J’ai l’impression qu’ils ont une attitude de défiance face à ce nouvel outil et une certaine appréhension. Cela peut s’expliquer par le fait qu’il y a eu plus de détracteurs du CCAG MOE que d’articles de doctrine applaudissant sa création. En outre, les acheteurs peuvent avoir l’impression que l’idée de rééquilibrage des relations entre les parties – qui est une ligne directrice forte de cette réforme - se fait aux dépens de leurs intérêts, ce qui est totalement faux. Ce CCAG MOE est en réalité très pédagogique, il donne des éléments de compréhension sur les missions du MOE et offre des filets de sauvetage aux acheteurs publics en leur donnant plus de flexibilité dans la gestion de l’opération. Il faut d’ailleurs saluer le travail de la DAJ qui a su capter les enjeux importants, notamment l’importance de la définition du besoin. Sans aller à l’encontre du Code de la commande publique qui oblige le maître d’ouvrage à arrêter son programme et son enveloppe financière, la DAJ admet à demi-mot que le projet va maturer petit à petit au fil des études et que, par conséquent, il va y avoir des modifications. C’est là tout l’intérêt de donner plus de souplesse aux acteurs afin qu’ils recréent un partenariat qui était un peu distendu ces dernières années.

Si les acheteurs publics n’ont pas encore basculé vers ce nouveau CCAG, se sont-ils néanmoins inspirés de quelques clauses ?

Certains maîtres d’ouvrage, notamment des gros opérateurs qui disposent de leurs propres CCAG (tels la SNCF ou la RATP), ont intégré des clauses qu’ils trouvaient intéressantes dans leur CCAP. On retrouve par exemple l’introduction de la gestion des prix nouveaux ou les plafonds de pénalités de retard à 10 %. Concernant ce dernier point, les maîtres d’ouvrage ont compris que ce système de plafond a un impact sur l’offre financière de l’opérateur économique qui va limiter les éventuelles provisions permettant la couverture du risque. Et en plus, cela ne signifie pas un ouvrage de moins bonne qualité ou que les délais ne seront pas respectés. Nous avons tout autant intérêt à respecter les délais pour rester dans le cadre de notre offre financière, optimiser le temps de mobilisation des équipes et envisager plus sereinement la projection de celles-ci sur les futurs projets.
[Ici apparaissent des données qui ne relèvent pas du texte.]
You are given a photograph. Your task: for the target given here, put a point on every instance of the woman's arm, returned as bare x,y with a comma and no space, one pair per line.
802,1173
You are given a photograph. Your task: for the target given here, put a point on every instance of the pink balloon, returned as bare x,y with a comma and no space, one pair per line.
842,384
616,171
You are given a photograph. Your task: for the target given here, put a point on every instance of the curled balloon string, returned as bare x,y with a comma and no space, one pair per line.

Les acheteurs intègrent également de plus en plus le paiement à l’avancement mais il est dommage de constater que beaucoup ne prennent pas encore la mesure de l’importance des avances et du paiement mensuel alors que la mobilisation du maître d’œuvre est effective dès le lendemain de la notification du marché avec des contraintes planning très fortes et un gros travail d’appropriation du projet. Par ailleurs, quand nous avons le rôle d’assistant à maîtrise d’ouvrage, nous essayons de sensibiliser les acheteurs sur ce CCAG MOE, et parfois nous arrivons à faire passer quelques éléments dans les CCAP.
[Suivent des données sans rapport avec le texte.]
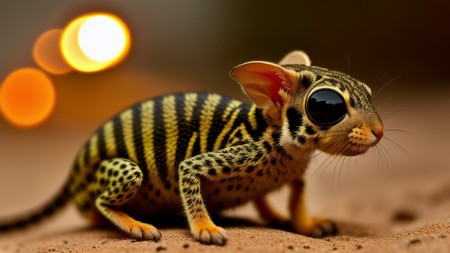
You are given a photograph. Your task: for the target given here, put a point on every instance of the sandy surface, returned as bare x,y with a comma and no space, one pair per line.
413,218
Que faut-il faire, selon vous, pour que les acheteurs publics prennent la pleine mesure de ce CCAG MOE ?

Mon souhait est vraiment que, passé le 1er octobre, les acheteurs comprennent le potentiel et les synergies que leur apportent le nouveau CCAG MOE et l’utilisent, quitte à apporter des dérogations dans les documents particuliers des marchés. Pour cela, il va falloir faire un vrai effort de pédagogie, car, aujourd’hui encore, beaucoup d’erreurs dans les contrats de MOE sont dues à la mauvaise connaissance de ces contrats. Par exemple, pour beaucoup, le prix provisoire qui devient définitif ne veut rien dire.
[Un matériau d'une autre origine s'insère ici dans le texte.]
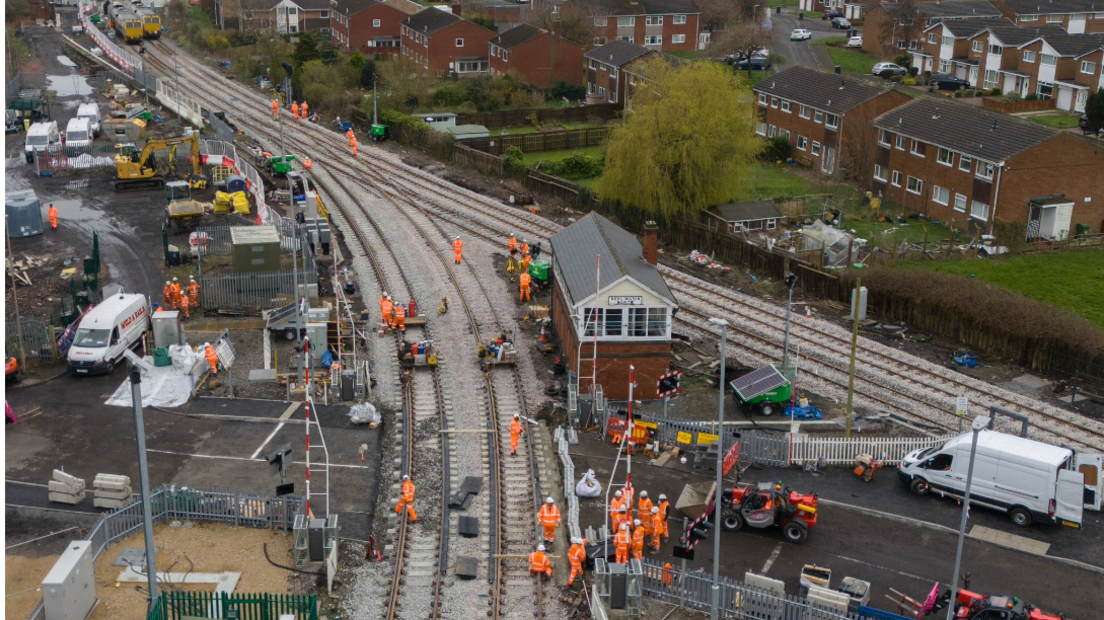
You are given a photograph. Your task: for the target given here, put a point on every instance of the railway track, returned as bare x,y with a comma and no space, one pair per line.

Autre problématique : les acheteurs gèrent le contrat de MOE comme un contrat de prestation intellectuelle alors que finalement, c’est un contrat à mi-chemin entre la PI et les travaux. Il a toutes les contraintes du contrat de travaux avec des responsabilités extrêmement lourdes puisque le MOE est assimilé à un constructeur et sur une durée qui peut être très importantes (six ou sept ans pour une grosse infrastructure).